Pencil signed and numbered

About This Work:

Shelter Serra is an artist born in Bolinas, California, in 1972, nephew of post minimalist artist Richard Serra.

Shelter Serra studied art at the University of California and then earned his MFA from the Rhode Island School of Design. His eccentric and nonconformist style gained attention in the New York art scene in 2009, when he started to transform objects into multimedia works that investigate the cultural status symbol.

Although made in a wide range of materials and media, Shelter Serra’s work is based on only two core concepts: that art should be accessible to everyone and that art should reflect the desires and concerns of everyday people in everyday life.

With his work, Serra tries to question our system of values, particularly concentrating on the concept of luxury and high-end society. He is known for his thought-provoking recreation of iconic objects that symbolize a cultural status, such as the Hermes Birkin bag or the Rolex, one of his most famous subjects, as seen here.

Roley is an object that carries a determined cultural status. The image of the Roley is nothing but an irreverent representation of luxury, materialism, and consumption. By representing this seemingly mundane watch, Serra tries to question the functionality and the meaning, or lack there of, behind an expensive object. 

Serra created a plastic ‘Fake Rolex’, to be worn on the wrist.  A homage to the ultimate watch of status. These Fake Rolex watches are basically the idea of replicating something and making it available to the everyday consumer.

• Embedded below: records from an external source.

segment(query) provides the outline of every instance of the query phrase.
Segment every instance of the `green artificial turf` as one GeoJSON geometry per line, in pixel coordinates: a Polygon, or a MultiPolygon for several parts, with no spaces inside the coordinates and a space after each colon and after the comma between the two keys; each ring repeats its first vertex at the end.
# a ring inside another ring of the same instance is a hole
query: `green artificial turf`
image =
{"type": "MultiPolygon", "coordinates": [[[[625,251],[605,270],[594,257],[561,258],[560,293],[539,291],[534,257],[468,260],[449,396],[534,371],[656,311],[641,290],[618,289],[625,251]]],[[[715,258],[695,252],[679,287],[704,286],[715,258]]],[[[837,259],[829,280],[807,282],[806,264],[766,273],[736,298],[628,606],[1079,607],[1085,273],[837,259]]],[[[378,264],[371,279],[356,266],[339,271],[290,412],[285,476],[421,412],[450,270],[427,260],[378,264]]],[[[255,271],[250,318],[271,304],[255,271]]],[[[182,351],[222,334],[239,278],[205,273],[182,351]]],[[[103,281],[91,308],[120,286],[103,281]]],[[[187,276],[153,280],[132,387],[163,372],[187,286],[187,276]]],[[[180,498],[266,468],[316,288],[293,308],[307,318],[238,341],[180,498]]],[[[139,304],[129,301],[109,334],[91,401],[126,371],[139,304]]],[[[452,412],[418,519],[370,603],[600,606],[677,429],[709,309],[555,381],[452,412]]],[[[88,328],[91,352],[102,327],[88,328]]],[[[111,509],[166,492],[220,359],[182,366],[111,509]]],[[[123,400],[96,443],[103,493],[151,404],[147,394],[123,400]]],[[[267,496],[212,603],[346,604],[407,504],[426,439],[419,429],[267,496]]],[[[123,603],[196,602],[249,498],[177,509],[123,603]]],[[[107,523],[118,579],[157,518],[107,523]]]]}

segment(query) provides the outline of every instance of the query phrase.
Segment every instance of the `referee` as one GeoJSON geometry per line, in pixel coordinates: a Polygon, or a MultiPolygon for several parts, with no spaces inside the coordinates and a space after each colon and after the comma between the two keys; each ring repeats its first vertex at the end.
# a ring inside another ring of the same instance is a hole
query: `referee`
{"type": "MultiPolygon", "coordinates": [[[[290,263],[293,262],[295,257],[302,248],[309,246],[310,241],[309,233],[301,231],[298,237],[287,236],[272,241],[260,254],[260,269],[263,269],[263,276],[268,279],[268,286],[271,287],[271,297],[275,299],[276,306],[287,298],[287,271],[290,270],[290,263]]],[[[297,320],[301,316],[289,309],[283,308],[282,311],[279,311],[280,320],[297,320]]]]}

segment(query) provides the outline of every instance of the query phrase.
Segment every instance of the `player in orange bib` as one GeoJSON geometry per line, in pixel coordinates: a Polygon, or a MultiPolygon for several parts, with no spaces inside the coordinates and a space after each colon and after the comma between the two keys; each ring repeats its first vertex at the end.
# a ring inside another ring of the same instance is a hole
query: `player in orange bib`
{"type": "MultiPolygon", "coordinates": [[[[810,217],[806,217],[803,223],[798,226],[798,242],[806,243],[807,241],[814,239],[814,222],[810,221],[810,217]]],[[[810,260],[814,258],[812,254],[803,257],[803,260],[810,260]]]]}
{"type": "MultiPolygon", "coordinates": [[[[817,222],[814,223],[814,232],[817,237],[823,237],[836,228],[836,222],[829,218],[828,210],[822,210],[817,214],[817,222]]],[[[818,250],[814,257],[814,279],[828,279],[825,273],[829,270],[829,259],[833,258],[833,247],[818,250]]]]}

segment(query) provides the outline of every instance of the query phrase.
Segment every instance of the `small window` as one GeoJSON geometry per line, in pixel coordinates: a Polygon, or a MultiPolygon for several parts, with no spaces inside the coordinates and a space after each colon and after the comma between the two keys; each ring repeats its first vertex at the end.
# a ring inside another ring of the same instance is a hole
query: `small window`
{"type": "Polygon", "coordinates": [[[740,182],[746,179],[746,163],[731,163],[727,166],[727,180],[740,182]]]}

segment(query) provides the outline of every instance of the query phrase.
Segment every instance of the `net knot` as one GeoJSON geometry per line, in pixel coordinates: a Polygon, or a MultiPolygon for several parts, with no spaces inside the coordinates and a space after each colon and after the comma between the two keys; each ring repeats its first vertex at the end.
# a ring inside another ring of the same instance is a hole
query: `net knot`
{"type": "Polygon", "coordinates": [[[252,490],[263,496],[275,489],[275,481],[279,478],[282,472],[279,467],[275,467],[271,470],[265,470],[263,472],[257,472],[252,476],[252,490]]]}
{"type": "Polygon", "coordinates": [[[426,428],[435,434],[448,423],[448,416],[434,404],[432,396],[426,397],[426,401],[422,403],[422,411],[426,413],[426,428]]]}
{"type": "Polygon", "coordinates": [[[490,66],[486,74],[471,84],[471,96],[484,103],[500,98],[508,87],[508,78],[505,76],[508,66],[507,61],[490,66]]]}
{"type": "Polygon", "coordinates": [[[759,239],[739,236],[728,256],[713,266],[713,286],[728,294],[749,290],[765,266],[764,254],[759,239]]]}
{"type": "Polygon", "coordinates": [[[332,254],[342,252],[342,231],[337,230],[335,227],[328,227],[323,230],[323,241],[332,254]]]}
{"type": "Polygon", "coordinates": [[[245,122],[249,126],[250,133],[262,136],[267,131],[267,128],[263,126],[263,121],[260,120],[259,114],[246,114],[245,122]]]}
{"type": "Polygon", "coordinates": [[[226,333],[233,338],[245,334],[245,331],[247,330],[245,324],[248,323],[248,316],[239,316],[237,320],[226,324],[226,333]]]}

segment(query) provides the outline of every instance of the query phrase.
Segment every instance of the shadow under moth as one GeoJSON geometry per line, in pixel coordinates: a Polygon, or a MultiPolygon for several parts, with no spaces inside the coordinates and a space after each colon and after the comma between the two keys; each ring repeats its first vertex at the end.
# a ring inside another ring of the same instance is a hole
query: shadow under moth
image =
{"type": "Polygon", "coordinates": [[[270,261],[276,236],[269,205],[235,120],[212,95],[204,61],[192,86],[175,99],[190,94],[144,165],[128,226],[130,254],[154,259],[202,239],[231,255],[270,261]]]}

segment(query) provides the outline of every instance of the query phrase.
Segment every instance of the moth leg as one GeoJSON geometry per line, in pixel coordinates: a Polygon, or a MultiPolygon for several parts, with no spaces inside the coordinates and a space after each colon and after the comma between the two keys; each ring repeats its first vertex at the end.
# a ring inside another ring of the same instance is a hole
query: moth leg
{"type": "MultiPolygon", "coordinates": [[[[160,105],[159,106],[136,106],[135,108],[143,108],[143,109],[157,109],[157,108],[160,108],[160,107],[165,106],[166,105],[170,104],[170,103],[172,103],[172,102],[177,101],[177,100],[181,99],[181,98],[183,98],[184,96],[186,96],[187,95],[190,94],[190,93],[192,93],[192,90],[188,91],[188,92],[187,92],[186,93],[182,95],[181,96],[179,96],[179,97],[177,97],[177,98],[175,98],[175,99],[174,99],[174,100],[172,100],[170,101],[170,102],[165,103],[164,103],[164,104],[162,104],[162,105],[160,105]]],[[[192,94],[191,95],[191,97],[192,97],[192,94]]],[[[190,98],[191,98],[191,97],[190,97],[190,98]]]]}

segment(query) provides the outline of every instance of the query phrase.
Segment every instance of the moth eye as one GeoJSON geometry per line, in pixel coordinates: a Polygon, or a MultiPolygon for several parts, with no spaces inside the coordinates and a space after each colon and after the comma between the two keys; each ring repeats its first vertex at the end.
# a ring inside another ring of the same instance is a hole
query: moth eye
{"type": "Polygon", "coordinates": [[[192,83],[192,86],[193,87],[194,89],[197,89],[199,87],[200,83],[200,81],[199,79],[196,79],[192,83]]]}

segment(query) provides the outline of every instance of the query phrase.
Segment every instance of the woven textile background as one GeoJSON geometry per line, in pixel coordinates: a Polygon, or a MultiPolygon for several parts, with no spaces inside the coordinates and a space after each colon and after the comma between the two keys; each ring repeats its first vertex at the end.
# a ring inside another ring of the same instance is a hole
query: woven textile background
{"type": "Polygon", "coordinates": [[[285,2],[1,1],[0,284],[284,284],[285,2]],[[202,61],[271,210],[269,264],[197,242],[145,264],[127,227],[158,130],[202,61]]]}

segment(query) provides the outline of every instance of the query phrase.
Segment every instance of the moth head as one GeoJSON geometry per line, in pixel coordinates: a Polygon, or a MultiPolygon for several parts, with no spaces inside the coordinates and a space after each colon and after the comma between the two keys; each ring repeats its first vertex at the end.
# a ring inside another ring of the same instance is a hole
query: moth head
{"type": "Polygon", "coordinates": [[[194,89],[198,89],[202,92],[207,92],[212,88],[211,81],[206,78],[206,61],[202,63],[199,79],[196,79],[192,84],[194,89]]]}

They can be bought for less than $40, clearly mocking the real Rolex and all its social and cultural meanings.

The image of the Roley is one built on questions rather than based on ideas. By representing this worldwide recognizable object in a neutralized and homogenous form, the artist urges the spectators to rethink, and question their values, to discover the absence in an object that we value, and to reflect on the deeper cultural meaning of things and their social, economical or environmental aspects.